DeRusha Eats: Gyst Fermentation Bar

MINNEAPOLIS (WCCO) -- It could easily feel like a restaurant ripped from the hipster TV satire "Portlandia," but Gyst Fermentation Bar isn't as strange as the name might suggest.

"We're not really a sleepy wine bar, or even a cheese bar. We're a fermentation bar," Mel Guse, one of the sister-owners of Gyst, said.

Mel and Ky Guse moved to Minneapolis in 2014 to open Gyst. The North Dakota-natives had worked together in food in San Francisco, and decided they wanted to open their own place with nice wine, nice cheese, and some pickles to cut the fat on their cheese boards.

They got to thinking about using local produce for the pickles and realized that wine, cheese, beer, kombucha, pickles, as Mel Guse noted, are all products of fermentation.

"We don't use any vinegar, you submerge [the vegetables] under the brine, don't allow any oxygen, and that allows the fermentation to take place," she said.

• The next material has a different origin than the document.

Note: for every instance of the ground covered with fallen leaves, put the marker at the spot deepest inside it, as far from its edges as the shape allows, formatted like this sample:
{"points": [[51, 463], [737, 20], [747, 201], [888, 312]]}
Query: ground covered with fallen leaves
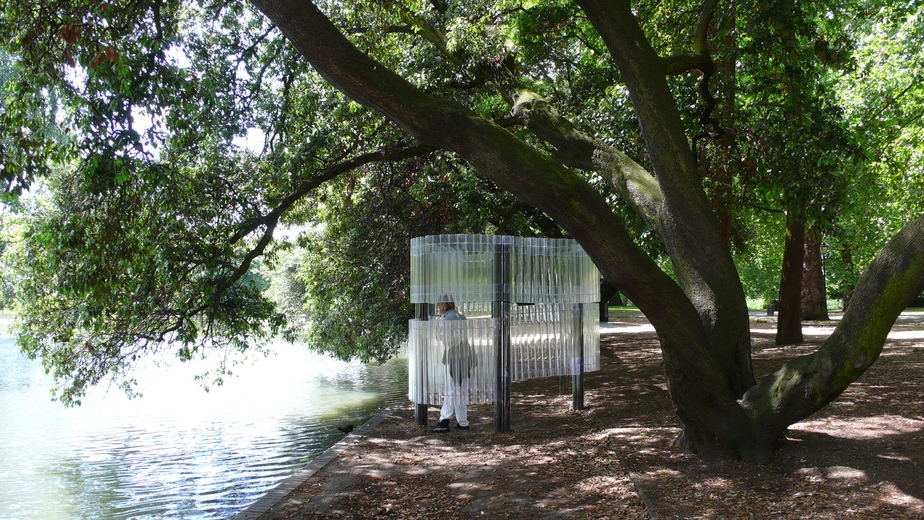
{"points": [[860, 457]]}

Fermentation is the process that turns fruit into wine, grain into beer, and flour into sourdough bread.

"It's like yeast in the air, plus sugar -- there's sugar in everything -- equals a party," Mel Guse said.

A lot of us use vinegar to make pickles, but Gyst uses a natural process called lacto-fermentation. Veggies, herbs, spices and a salt brine solution go into a giant jug with an airlock. The whole solution is under a weight, which helps keep oxygen out, and allows lactobacillus bacteria (which is naturally occurring on most plants) to have a party.

Dietitians have been touting the benefits of fermented foods like sauerkraut and kombucha as a way to improve digestion and gut bacteria.

"The more we know about soil health, perhaps we'll learn more about the great microbes are," Ky Guse said.

The science of fermentation is cool, but it's the flavor of the food that's winning Gyst so many fans. A three-cheese grilled cheese sandwich gets a dose of Gyst-made sauerkraut, an acid bite that works perfectly with the creamy, fermented cheese.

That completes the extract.